# Investment guy Jim Willie's prediction about Turkey was proven right



## BillS (May 30, 2011)

http://www.zerohedge.com/news/2017-...-turkey-pivots-nato-signs-russia-missile-deal

"What Did They Expect?" Turkey Pivots From NATO, Signs Russia Missile Deal

--------------------------------------------------------------------------------

Jim Willie predicted last year that Turkey would flip east despite Turkey shooting down a Russian airplane. Jim Willie gives like 3 one hour long interviews a month where he says 90% of the same stuff so I heard it with my own ears over and over again.

Just to remind people, Jim Willie predicts that the current dollar will be replace by a domestic-only dollar that will subject to two 30% devaluations. The first one will be immediate. The second will come a few months later.

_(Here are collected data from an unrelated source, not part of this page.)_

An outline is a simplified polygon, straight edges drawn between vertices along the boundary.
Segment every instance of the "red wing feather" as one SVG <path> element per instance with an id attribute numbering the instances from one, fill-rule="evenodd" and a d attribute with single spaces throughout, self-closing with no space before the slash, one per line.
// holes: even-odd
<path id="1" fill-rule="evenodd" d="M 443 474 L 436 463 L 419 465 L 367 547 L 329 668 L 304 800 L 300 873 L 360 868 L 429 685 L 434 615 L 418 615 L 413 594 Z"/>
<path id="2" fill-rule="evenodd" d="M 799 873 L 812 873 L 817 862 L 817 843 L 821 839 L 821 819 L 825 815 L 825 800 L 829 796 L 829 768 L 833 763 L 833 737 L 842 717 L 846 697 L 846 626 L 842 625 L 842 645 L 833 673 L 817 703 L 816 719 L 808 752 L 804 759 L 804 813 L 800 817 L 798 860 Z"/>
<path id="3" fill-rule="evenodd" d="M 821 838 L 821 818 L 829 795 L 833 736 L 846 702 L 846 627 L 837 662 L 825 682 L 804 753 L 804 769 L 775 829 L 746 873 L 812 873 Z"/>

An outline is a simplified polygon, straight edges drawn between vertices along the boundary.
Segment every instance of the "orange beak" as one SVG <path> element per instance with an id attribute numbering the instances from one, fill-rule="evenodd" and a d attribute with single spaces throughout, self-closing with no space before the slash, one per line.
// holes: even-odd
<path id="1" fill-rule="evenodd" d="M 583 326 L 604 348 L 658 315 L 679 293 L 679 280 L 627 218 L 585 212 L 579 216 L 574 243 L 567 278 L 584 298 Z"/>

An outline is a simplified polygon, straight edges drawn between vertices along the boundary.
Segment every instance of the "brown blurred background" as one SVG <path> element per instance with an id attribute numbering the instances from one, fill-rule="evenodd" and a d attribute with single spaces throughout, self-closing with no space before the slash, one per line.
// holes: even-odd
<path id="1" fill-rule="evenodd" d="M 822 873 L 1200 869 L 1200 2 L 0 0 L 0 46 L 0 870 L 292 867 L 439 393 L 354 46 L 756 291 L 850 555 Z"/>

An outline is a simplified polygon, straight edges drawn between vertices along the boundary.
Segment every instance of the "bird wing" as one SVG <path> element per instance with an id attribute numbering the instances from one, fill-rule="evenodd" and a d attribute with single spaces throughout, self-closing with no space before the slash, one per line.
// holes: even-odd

For those that care, Turkey flipping east also has religious implications in regard to biblical prophesy. The Bible book of Ezekiel chapters 38 and 39 describe a multinational attack on Israel that's so massive that God himself destroys it. Iran is clearly mentioned. Several of the city-states mentioned are part of modern day Turkey. Egypt is not mentioned. Turkey has a large enough army to take their place.


----------



## Tirediron (Jul 12, 2010)

there are a lot of people relating turkey to the Gog-Magog bible passage, believing turkey would be the "king of the north"


----------